Controlling the interlayer twist angle offers a powerful means for tuning the electronic properties of two-dimensional (2D) van der Waals materials. Typically, the electrical conductivity would increase monotonically with decreasing twist angle owing to the enhanced coupling between adjacent layers. Here, we report a nonmonotonic angle-dependent vertical conductivity across the interface of bilayer graphene with low twist angles. More specifically, the vertical conductivity enhances gradually with decreasing twist angle up to a crossover angle at θ_c ≈ 5°, and then it drops notably upon further decrease in the twist angle.
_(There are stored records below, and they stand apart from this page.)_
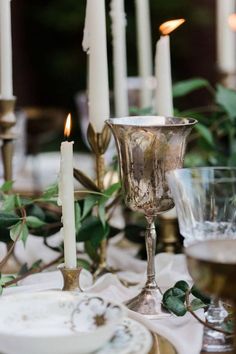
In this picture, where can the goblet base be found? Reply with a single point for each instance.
(147, 303)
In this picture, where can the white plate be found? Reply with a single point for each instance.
(131, 337)
(55, 322)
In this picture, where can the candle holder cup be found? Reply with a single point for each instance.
(71, 278)
(7, 122)
(147, 148)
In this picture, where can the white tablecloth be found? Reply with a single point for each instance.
(184, 332)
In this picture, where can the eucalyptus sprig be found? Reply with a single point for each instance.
(177, 301)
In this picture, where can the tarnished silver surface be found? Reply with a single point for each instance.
(147, 148)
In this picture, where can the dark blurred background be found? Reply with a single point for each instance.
(50, 66)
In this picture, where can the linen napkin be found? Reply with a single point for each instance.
(185, 333)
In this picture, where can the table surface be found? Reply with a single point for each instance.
(217, 353)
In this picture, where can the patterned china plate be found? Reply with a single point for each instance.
(131, 337)
(55, 322)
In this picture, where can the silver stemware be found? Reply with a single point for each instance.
(147, 148)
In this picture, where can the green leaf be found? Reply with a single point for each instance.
(183, 88)
(197, 304)
(77, 217)
(9, 203)
(93, 230)
(195, 292)
(182, 285)
(174, 292)
(205, 133)
(36, 264)
(6, 186)
(18, 201)
(35, 210)
(51, 192)
(102, 214)
(175, 305)
(8, 219)
(226, 98)
(20, 231)
(34, 222)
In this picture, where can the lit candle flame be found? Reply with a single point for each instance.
(169, 26)
(232, 22)
(67, 126)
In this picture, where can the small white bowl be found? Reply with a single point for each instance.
(56, 322)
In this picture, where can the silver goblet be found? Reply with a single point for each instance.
(147, 148)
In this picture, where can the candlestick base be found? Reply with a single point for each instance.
(7, 122)
(71, 278)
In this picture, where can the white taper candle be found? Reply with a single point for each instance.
(145, 61)
(119, 58)
(164, 97)
(226, 41)
(6, 90)
(95, 44)
(66, 200)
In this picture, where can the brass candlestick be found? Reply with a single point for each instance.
(71, 278)
(7, 122)
(99, 143)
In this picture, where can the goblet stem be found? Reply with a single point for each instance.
(150, 240)
(148, 302)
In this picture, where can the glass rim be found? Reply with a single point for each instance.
(132, 121)
(193, 251)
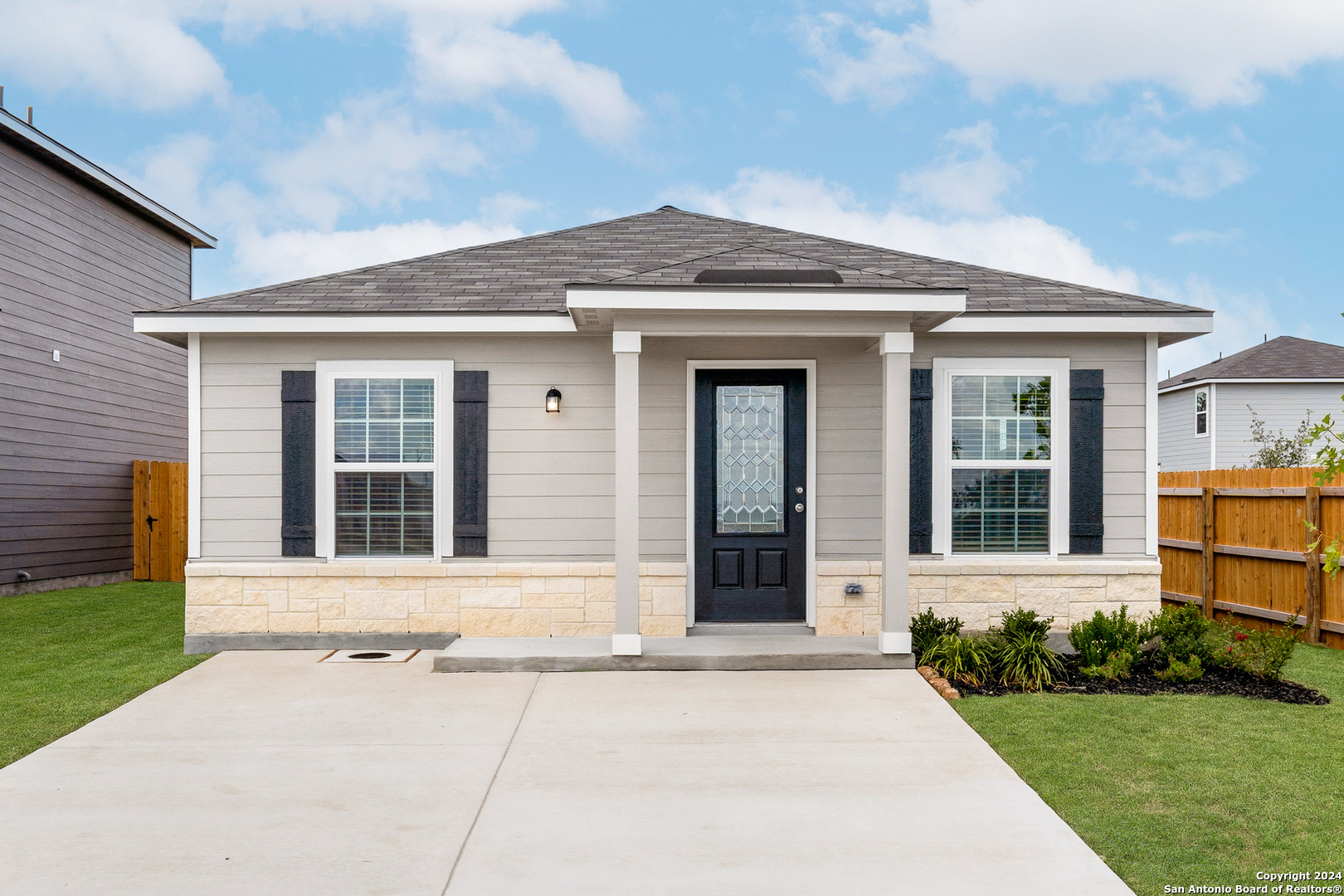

Revealed by density functional theory calculations and scanning tunneling microscopy, the abnormal behavior is attributed to the unusual reduction in average carrier density originating from local atomic reconstruction. The impact of atomic reconstruction on vertical conductivity is unique for low-angle twisted 2D van der Waals materials and provides a strategy for designing and optimizing their electronic performance.

控制层间扭曲角为调整二维（2D）范德华材料的电子性能提供了强大的手段。典型地，由于相邻层之间的增强的耦合，电导率将随着扭转角的减小而单调增加。在这里，我们报告了低扭曲角的双层石墨烯界面上非单调角度相关的垂直电导率。更具体地，垂直导电率逐渐增强与在θ减小扭转角高达交叉角度_Ç≈5°，然后随着扭转角的进一步减小而明显下降。通过密度泛函理论计算和扫描隧道显微镜显示，异常行为归因于源自局部原子重建的平均载流子密度的异常降低。原子重构对垂直电导率的影响对于低角度扭曲2D范德华材料来说是独特的，并提供了设计和优化其电子性能的策略。